If a Liberal minority government holds up, how could the BC Green party change how the province tackles the housing crisis?
During the election campaign, party leader Andrew Weaver had pledged to make changes to the property transfer tax by introducing a sliding scale, as well as an aggressive increase on the foreign buyer’s tax to the tune of 30 per cent.
UBC economist Tom Davidoff says the Greens had rolled out a platform which seemed to target the high-end of the housing market.
“It’s really concentrating on adding taxation and discouraging foreign or even vacation-type investment or speculative I should say investments in high-end homes. The luxury market would certainly take a downturn if the Greens had their way.”
Davidoff also says Weaver had made pledges to increase supply of affordable housing and to protect renters, but says it’s likely the Greens would need to meet either the Liberals or NDP halfway.

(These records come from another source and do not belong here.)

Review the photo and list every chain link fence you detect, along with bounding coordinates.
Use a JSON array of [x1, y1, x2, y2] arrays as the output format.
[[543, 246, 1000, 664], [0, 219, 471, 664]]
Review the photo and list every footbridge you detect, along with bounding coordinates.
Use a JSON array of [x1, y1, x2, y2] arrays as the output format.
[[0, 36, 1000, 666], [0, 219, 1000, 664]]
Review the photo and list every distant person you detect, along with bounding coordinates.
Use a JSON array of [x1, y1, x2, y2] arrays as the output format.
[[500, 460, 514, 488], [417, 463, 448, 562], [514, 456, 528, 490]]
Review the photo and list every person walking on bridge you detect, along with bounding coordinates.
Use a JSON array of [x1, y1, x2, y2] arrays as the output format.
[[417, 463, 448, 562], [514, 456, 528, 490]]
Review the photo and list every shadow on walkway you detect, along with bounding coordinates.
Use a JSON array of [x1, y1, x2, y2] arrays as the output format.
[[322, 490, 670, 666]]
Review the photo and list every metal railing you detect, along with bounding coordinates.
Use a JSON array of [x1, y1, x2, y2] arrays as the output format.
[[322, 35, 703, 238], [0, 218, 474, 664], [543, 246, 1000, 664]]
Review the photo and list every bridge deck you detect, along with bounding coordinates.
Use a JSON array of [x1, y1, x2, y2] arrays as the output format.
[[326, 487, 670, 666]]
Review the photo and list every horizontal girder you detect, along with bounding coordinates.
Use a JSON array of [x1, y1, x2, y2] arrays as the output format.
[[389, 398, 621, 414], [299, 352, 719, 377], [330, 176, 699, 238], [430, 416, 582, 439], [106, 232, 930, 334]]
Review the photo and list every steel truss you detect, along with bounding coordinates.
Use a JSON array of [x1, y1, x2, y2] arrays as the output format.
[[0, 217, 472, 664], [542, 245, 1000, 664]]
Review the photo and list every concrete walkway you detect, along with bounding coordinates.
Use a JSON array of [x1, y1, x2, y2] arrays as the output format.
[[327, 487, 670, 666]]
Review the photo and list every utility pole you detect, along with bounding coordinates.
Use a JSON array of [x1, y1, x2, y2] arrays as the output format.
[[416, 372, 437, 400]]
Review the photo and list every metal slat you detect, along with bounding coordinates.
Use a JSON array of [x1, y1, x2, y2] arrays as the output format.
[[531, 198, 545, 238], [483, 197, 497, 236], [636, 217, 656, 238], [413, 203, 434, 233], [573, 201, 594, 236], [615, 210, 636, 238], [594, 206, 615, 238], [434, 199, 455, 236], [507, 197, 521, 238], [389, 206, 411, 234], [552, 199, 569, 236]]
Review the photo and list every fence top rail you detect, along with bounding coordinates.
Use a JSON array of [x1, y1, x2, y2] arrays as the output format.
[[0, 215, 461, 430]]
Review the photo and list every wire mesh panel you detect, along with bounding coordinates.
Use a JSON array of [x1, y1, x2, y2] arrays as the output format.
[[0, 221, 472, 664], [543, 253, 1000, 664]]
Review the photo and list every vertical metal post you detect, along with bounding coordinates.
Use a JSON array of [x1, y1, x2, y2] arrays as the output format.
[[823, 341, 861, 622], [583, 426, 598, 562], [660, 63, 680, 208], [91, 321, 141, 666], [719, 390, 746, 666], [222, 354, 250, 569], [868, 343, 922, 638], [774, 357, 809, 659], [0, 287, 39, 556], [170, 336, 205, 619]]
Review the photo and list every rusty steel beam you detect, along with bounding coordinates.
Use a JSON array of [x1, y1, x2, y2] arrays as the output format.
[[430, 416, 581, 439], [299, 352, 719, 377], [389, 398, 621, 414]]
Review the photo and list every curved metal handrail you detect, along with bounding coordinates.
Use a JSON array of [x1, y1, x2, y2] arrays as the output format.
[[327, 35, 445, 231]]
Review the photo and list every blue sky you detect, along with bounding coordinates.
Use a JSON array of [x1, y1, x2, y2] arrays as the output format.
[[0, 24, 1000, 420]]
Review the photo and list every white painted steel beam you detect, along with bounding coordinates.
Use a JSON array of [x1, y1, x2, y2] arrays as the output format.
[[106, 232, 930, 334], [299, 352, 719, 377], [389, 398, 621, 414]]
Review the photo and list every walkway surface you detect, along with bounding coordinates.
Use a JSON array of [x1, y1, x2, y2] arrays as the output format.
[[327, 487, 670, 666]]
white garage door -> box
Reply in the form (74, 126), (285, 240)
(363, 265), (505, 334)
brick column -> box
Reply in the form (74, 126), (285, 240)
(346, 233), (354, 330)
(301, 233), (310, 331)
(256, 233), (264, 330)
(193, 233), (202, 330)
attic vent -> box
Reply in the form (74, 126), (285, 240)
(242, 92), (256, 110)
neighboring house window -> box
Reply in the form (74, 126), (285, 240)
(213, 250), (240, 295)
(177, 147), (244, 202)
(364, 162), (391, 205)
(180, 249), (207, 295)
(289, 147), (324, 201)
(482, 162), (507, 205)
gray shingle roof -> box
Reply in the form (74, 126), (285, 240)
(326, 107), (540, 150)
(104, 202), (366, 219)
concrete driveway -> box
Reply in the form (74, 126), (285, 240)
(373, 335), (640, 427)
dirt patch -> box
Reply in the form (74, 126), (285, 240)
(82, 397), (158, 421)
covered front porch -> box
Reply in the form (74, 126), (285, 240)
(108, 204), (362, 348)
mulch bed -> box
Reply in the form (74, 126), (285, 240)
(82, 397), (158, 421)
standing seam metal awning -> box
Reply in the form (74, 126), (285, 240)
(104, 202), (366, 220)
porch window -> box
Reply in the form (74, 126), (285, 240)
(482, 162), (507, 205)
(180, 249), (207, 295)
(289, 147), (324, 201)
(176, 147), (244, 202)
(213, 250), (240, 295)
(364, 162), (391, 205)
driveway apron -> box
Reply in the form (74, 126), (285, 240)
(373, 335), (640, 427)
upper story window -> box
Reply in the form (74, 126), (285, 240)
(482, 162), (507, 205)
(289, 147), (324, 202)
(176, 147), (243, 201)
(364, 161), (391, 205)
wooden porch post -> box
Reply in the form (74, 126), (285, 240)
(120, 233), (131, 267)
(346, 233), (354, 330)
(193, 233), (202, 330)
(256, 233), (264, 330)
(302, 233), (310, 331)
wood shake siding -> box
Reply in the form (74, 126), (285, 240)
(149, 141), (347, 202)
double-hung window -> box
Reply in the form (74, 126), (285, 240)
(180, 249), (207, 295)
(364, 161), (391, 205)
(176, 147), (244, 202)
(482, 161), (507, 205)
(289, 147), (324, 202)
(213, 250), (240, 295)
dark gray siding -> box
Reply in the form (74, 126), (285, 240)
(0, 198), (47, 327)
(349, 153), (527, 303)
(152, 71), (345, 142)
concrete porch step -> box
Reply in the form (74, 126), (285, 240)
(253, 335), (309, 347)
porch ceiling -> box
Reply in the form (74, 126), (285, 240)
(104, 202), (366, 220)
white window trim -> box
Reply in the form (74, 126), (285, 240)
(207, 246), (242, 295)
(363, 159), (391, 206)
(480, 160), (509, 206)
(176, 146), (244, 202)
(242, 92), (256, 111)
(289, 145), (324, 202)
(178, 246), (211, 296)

“The Greens did mention during the campaign re-visiting single family zoning and making sure individual municipalities behave responsibly in terms of how they zone. That would be the most consequential thing they could do to force municipalities to enact reasonable zoning laws, but they seemed to downplay that later in the campaign. I don’t know if they’ll insist upon that if they form part of government.”
Davidoff says it’s also key to remember the NDP had promised and heavily promoted a $400 dollar renters’ grant if they won the election.
He suspects the NDP and Greens have more in common on housing issues than the Greens have with the Liberals.